Thursday, March 20, 2014

This I Believe



For few months or so, people have been asking me, “Isn’t it going to be hard to leave everything behind?” I guess my response has pretty indifferent all along. It isn’t that I don’t think there will be any sacrifice involved. It isn’t that I think that it’s not a big deal—to leave your family, friends, country, and culture. Maybe it’s just too big of a deal, too big to understand, to digest, and to feel all at once. Well, I am about 60 days from leaving and I am beginning to feel it. From the time until we leave, will be how long we will be in Tanzania. My mind is starting to picture the goodbyes- goodbye to familiarity, goodbye to culture, goodbye to instagram, and goodbye to those things I find so crucial.   Yet as I replay all the things I will miss, I come back to this essential thought- it’s only when you miss something and when it hurts that it really becomes a sacrifice. Otherwise, it’s a change or an adjustment or a self-serving choice. It’s not a sacrifice until you feel it. Sacrifice is a sign of love. You give up something for someone else. You put that person ahead of yourself. God could not have sacrificed more than He did by becoming human and going to the cross. I’m only following His lead. I’m telling God that I love Him more than I love anything in the world when my heart hurts. I won’t turn around or give up His call because it hurts a lot.
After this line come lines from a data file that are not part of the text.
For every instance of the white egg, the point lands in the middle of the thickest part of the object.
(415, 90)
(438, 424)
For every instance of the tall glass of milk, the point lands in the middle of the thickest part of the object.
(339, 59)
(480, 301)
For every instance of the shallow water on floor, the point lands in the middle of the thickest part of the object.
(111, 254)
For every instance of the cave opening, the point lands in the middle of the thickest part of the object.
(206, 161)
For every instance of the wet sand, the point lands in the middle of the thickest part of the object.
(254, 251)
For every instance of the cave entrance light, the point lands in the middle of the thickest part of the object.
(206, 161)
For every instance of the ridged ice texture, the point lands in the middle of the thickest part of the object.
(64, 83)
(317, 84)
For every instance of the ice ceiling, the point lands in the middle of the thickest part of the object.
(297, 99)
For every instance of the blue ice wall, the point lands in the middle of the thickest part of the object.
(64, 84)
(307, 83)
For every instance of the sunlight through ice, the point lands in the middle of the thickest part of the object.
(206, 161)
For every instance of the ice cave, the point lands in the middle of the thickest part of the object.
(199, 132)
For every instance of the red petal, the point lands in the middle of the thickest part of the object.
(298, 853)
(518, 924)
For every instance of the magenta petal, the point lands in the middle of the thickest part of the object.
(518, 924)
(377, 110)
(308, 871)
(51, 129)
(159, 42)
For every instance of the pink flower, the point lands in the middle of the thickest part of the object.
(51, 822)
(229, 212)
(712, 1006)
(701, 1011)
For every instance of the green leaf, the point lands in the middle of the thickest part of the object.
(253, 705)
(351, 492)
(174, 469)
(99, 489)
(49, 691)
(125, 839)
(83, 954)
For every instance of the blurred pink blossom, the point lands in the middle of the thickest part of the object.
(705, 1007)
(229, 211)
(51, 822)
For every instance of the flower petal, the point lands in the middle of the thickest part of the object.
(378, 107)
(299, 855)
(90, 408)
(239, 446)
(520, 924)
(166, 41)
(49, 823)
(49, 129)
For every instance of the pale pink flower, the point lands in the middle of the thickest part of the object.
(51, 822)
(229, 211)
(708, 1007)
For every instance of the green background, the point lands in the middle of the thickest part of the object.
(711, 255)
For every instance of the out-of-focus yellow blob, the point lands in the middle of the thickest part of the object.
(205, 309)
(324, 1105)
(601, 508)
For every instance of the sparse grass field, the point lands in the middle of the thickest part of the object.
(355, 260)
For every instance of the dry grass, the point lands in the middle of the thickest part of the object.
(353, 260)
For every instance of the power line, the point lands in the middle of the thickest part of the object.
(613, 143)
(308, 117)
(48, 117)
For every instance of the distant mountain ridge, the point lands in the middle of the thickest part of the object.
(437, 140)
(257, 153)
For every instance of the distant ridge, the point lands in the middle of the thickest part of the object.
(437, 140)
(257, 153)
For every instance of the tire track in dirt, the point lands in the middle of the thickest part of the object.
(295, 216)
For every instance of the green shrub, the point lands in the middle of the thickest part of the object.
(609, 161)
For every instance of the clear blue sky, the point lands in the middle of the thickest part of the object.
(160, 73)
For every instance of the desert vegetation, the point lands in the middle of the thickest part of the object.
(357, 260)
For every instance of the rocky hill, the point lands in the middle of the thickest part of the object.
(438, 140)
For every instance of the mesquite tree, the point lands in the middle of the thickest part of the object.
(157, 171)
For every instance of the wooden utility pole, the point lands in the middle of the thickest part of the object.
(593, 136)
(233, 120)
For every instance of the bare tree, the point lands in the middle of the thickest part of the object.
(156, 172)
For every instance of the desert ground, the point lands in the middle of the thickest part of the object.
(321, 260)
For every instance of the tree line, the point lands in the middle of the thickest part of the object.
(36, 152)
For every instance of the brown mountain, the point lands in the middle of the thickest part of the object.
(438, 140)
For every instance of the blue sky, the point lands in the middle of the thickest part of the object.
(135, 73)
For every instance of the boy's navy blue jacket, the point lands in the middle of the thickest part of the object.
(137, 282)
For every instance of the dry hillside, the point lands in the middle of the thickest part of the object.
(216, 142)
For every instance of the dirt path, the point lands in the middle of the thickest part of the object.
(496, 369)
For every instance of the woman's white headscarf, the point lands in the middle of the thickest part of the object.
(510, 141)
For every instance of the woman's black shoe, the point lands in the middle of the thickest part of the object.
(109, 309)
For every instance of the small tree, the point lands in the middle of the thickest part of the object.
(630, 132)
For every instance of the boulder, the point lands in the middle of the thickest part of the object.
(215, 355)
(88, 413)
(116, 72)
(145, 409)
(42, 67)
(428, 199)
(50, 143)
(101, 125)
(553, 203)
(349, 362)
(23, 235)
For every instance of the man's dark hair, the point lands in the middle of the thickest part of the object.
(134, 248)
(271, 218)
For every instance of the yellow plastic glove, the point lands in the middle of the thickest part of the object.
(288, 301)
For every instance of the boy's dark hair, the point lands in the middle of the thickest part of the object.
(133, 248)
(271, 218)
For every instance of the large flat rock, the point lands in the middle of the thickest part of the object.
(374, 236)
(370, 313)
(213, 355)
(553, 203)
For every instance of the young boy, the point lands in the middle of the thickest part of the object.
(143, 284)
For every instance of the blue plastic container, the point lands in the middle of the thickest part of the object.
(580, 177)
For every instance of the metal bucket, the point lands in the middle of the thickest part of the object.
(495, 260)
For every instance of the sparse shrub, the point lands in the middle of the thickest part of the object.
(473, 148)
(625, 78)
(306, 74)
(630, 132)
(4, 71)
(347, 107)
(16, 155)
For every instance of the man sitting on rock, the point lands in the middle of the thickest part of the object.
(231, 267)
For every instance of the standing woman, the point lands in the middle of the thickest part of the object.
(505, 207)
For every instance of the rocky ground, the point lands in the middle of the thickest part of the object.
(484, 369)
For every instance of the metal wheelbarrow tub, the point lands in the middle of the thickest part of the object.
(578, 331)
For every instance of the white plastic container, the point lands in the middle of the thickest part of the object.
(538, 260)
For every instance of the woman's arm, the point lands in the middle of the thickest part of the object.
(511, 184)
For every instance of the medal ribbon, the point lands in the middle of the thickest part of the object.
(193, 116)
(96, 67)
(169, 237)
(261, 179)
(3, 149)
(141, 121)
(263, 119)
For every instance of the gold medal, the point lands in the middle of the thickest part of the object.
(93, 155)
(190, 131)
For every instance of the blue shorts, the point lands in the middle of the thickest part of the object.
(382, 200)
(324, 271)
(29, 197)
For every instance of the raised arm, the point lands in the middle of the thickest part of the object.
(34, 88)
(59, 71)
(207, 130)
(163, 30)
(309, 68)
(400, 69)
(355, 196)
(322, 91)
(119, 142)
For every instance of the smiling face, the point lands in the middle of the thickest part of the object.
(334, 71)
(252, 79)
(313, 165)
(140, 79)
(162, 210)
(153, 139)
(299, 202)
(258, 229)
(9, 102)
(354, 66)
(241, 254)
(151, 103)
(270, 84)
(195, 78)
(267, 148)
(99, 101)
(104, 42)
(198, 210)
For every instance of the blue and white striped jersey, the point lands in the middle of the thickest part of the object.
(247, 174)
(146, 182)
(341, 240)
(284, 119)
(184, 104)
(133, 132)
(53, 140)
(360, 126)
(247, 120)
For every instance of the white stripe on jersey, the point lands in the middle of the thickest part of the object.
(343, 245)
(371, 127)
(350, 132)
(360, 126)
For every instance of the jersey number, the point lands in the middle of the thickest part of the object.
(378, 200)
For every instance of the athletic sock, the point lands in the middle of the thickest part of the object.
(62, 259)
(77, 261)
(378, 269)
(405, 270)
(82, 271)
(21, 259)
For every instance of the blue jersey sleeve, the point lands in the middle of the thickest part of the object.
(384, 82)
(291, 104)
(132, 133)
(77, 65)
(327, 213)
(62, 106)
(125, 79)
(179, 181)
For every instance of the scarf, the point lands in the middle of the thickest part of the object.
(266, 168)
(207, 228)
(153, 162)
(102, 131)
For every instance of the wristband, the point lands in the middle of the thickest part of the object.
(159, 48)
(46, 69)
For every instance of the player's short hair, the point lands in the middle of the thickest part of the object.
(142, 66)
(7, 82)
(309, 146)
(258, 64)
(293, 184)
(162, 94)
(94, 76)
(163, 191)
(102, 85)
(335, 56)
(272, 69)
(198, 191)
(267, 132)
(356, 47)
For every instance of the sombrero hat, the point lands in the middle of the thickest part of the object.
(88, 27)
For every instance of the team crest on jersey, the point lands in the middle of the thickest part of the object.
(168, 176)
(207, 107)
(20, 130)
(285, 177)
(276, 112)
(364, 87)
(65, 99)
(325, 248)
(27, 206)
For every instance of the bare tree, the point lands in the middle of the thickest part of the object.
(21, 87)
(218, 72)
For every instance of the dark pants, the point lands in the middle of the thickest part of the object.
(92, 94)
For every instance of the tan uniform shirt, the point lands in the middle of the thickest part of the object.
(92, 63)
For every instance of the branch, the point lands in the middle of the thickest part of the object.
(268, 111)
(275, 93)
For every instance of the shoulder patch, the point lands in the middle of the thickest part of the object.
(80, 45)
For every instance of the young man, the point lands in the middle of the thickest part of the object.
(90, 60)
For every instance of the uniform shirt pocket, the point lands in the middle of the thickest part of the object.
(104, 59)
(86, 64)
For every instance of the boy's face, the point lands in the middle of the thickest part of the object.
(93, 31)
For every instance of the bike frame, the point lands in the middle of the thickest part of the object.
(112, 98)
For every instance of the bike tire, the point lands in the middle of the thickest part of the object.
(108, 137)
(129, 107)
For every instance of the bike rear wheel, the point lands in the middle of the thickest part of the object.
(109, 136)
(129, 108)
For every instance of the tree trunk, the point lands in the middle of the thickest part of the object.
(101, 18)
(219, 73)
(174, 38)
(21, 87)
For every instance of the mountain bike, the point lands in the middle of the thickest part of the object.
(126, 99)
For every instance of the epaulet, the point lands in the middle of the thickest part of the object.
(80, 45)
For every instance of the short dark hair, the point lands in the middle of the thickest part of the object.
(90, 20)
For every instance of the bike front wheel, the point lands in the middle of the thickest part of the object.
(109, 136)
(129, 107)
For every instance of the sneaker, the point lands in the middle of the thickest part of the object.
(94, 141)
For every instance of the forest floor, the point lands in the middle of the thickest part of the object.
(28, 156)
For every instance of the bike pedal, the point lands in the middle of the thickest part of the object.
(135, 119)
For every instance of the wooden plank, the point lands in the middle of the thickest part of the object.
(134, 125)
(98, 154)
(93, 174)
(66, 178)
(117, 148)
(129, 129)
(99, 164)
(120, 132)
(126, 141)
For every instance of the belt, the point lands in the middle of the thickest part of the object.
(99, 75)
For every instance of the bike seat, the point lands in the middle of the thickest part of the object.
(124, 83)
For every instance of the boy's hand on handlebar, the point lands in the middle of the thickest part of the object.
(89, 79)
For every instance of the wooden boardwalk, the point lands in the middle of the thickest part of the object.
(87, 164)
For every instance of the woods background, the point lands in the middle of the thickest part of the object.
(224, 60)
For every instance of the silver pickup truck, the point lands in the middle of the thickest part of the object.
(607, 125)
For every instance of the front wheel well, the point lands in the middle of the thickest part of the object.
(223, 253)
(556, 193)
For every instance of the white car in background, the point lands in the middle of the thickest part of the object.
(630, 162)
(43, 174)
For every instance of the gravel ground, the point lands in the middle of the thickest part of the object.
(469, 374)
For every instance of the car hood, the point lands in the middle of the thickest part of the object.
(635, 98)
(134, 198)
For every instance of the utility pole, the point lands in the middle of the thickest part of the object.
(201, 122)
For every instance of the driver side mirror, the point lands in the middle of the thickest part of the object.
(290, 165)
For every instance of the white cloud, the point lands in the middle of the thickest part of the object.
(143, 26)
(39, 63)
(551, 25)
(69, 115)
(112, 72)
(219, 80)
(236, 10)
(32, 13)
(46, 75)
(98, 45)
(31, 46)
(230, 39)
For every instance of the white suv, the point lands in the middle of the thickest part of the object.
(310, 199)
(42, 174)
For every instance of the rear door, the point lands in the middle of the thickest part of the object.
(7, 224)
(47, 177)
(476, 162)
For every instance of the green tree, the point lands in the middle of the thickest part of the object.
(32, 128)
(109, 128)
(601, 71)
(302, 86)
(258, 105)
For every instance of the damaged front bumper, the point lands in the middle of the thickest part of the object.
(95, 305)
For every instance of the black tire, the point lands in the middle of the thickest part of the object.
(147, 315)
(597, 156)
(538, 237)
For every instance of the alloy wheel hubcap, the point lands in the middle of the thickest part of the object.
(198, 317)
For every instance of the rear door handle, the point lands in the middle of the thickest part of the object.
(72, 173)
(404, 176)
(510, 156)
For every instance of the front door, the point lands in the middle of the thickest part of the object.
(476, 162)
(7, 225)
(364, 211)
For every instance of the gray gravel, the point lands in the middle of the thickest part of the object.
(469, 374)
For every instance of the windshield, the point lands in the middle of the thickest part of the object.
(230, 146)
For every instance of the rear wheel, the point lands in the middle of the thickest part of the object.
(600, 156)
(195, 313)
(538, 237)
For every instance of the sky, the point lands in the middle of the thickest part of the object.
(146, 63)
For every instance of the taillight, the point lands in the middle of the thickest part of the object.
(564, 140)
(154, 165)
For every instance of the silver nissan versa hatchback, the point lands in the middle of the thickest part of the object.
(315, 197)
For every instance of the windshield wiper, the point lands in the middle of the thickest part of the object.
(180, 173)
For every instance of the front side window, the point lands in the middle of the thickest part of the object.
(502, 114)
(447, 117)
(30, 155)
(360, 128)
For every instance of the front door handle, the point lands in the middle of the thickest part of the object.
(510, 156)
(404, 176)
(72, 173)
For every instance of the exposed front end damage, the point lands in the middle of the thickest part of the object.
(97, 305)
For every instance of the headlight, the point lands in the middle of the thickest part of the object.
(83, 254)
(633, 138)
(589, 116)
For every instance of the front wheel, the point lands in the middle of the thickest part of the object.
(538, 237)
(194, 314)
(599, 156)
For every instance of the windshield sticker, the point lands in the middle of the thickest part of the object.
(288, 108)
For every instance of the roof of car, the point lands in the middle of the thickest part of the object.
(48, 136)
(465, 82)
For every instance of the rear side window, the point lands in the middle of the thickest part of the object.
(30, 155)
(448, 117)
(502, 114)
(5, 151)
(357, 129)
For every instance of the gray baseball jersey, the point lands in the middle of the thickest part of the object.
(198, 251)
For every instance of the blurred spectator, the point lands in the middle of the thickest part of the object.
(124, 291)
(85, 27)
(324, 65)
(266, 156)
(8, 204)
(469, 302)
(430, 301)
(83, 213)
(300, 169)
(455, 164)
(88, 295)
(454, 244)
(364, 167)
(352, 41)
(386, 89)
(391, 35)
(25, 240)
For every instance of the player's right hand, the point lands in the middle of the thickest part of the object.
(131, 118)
I’ll just give it to Him as a humble gift, as an offering. King David said, “I will not…sacrifice a burnt offering that costs me nothing.” Over and over, God tells us that He really starts to work when we hurt for Him, when we want what He wants more than anything. And that’s where I am and that’s why I know He’s about to get to work. There is excitement in this pain, therefore, because the Creator of the universe is about to sit down at the piano and make Mozart look like a monkey. My life will be His score. This I believe.